Mäusewölfe und Maikäferlampen

Ich halte einen kleinen Schatz in Händen. Eines der Bücher aus jener Kiste hat sich als eine Art "goldenes Haushaltsbuch" aus dem Revolutionsjahr 1848 entpuppt - und bietet dank der damals aufgewühlten Zeiten besonders billige und praktische Überlebenshilfen. Es ist auf der einen Seite derart kurios und auf der anderen schon wieder zum Nachahmen zu empfehlen, dass ich große Lust hätte, es in modernisierter Form wieder aufzulegen.

Gut, der Umgang mit Gift und Chemie war damals sträflich unwissend, wenn ich mir etwa die Empfehlung anschaue, wie man sich mittels Vitriol von einer Schierlingsvergiftung heilen könne. Das ist dann doch eher etwas fürs Fach der Krimiautoren. Auch selbstgebasteltes Arsenpapier gegen Fliegen und diese seltsame Sache mit dem Vitriolöl, das Flaschen zum Explodieren bringt, werden Mütter heute ihren Töchtern als Mit-gift nicht mehr empfehlen. Immerhin, der Schutzanstrich für Bäume gegen Benagen klingt verlässlich: Feingemahlenes Schießpulver mit gut durchbratenem Speck und weißem Hundekot vermengen, fertig. Man muss vorher nur dem armen Fifi zu viele Knochen geben, damit er an der nützlichen Verdauungsstörung leidet. Weh dem, der eine Streuobstwiese sein eigen nennt, aber nur einen einzigen Hund.

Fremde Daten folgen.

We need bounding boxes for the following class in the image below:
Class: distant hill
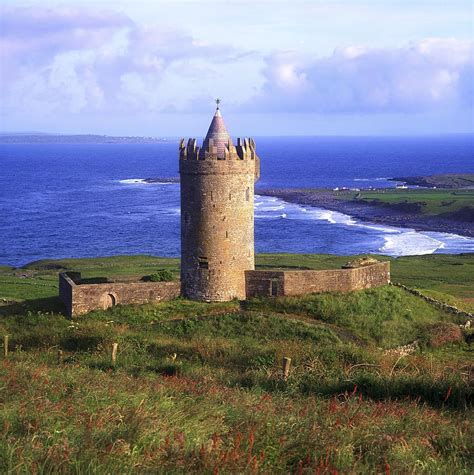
[0,134,173,144]
[391,174,474,189]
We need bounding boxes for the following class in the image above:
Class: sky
[1,0,473,136]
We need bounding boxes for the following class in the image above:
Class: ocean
[1,135,473,267]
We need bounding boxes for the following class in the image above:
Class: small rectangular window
[198,257,209,269]
[229,192,232,200]
[225,231,229,239]
[246,187,250,201]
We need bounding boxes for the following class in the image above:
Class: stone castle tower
[59,104,390,317]
[179,103,260,301]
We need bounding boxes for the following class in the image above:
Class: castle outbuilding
[179,103,260,301]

Herrlich sind die Ratschläge zum Wiedererlangen von Fußschweiß (sein Ausbleiben lebensgefährlich!), zum Stärken der Augen für Vielschreiber oder zum Erlangen eines vorzüglichen Gedächtnisses. Sie entsprechen modernen Erkenntnissen, die genauso wenig überholt sind wie das selbstgemischte Bügelwasser gegen Motten, das billige wohlduftende Eau de Cologne oder das Rezept für selbstgemachte Brühwürfel. Und während man heute Marder aus dem Haus mit voll dröhnender Stereoanlage vertreibt, hat man das damals eben noch aus eigener Kraft gemacht: mit Trompetendauerbeschallung.

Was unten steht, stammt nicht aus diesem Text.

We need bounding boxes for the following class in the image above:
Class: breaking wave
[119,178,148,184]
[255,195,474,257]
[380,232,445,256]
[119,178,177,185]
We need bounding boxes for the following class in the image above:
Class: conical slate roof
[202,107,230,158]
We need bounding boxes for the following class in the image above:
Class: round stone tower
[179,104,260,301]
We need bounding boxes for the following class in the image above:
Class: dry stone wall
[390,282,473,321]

Manches ist dann aber doch zu hart. Etwa wenn die gute Hausfrau zur Mäusevertilgung "Mäusewölfe" züchtet. Frau sperre ein paar dutzend Mäuse in einen Drahtkäfig, die sich durch Hungern langsam gegenseitig auffressen (die Hausfrau habe sich etwas in Geduld zu üben). Die letzte Überlebende wird lebenslang geil auf Mäusefleisch als Mäusewolf durch Haus und Keller jagen. Zimperlich waren die Damen von 1848 anscheinend nur im Roman. Die gleichen Frauen stellten ein Pulver aus lebendig verbrannten Blutegeln gegen störende Gesichtshärchen her und wussten, wie man verdorbene Butter oder sauer gewordenes Bier aufhübschte, um beides als frisch zu verkaufen.

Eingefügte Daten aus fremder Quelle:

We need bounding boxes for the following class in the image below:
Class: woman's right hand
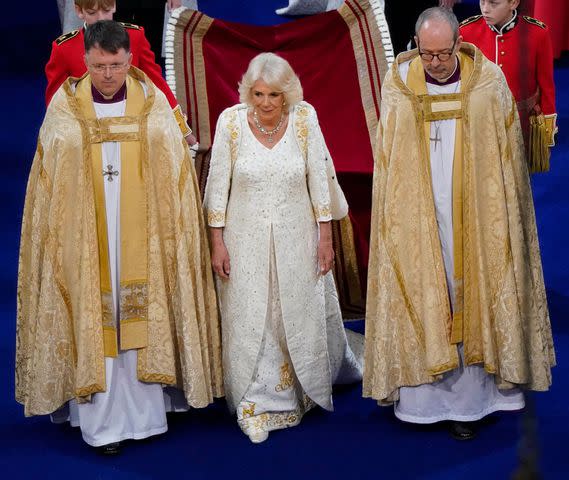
[211,241,231,279]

Sie schrieben Liebesbriefe mit einer aus Rosenblütenblättern hergestellten hochgiftigen Dufttinte; sie kannten Tricks, Blumenkohl so zu ernten, dass er dreimal an der Schnittstelle trug, und sie schmierten ihren Lieben Ohrenschmalz als lindernden Balsam auf Insektenstiche. Die Wässerchen für die roten Säufernasen ihrer Gatten wirken noch heute. Und wenn diese einen fremden Hund schneller an sich gewöhnten, indem sie beim Auslauf eine Semmel unter den schwitzenden Achseln trugen und diese dann zu Belohnungskügelchen zerrupften, so wundert das heute keinen Hundeflüsterer der Welt mehr.

Herrlich fand ich die Fälschung echter chinesischer Nankingfarbe diesmal ungiftig mit Hilfe von rostigen Nägeln. Oder die häusliche Leuchtgasgewinnung aus Maikäfern, deren Plage offensichtlich so schlimm war, dass man aus den Resten ein effektives Toilettenputzmittel herstellte. Rund 20.000 Käfer brauchte man allein für eine Lampenfüllung. Und damit das Ganze nicht zu abstrakt bleibt, gebe ich ein Mittel gegen Blattlausbefall bekannt, das ich in ähnlicher Weise seit Jahren mit Erfolg anwende - und das zum hoffentlich irgendwann erfolgenden Frühlingsbeginn genau richtig kommt:

Anti-Blattlaus-Mittel

Man durchfeuchte starken Schnupftabak gut mit Seifenspiritus und lasse die Mischung 24 Stunden ziehen. Dann gebe man zehn Teile Wasser dazu und sprühe die abgefilterte Brühe einmal täglich am Abend bis zum Verschwinden der Blattläuse (zum Vorbeugen reichen größere Intervalle).

Meine moderne Version wird ähnlich gemischt:
Ich brühe starken Tabak zum Selberdrehen mit siedendem Wasser auf wie Tee (als wollte ich Teekonzentrat im Samowar machen) und lasse das 24 Std. stehen. Seie ab und gebe Brennspiritus und etwas Spülmittel (ohne viel Zusatzstöffchen) oder geriebene Kernseife (gesünder für die Pflanzen) bei und Wasser. Die Lösung sollte nicht mehr als 5% Brennspiritus enthalten und nicht allzu viel Seifenlauge, die sonst die Blattporen verkleben. Die Seife sorgt aber dafür, dass das Mittel haften bleibt und hindert bereits vorhandene Blattläuse am Atmen. Der Tabaksud (Nikotin!) mit dem Spiritus tötet sie und vertreibt jeden Neuankömmling durch Geruch und Geschmack. Wer eine besonders effektive "Bombe" basteln will, lässt mit dem Tabak auch noch jede Menge halb aufgeschnittener Knoblauchzehen ziehen.
Aber Vorsicht: Nie auf schon geöffnete Knospen oder Blüten sprühen. Und bei sehr empfindlichen, weichhäutigen Pflanzen den Spiritus geringer dosieren.
Wohl bekomm's!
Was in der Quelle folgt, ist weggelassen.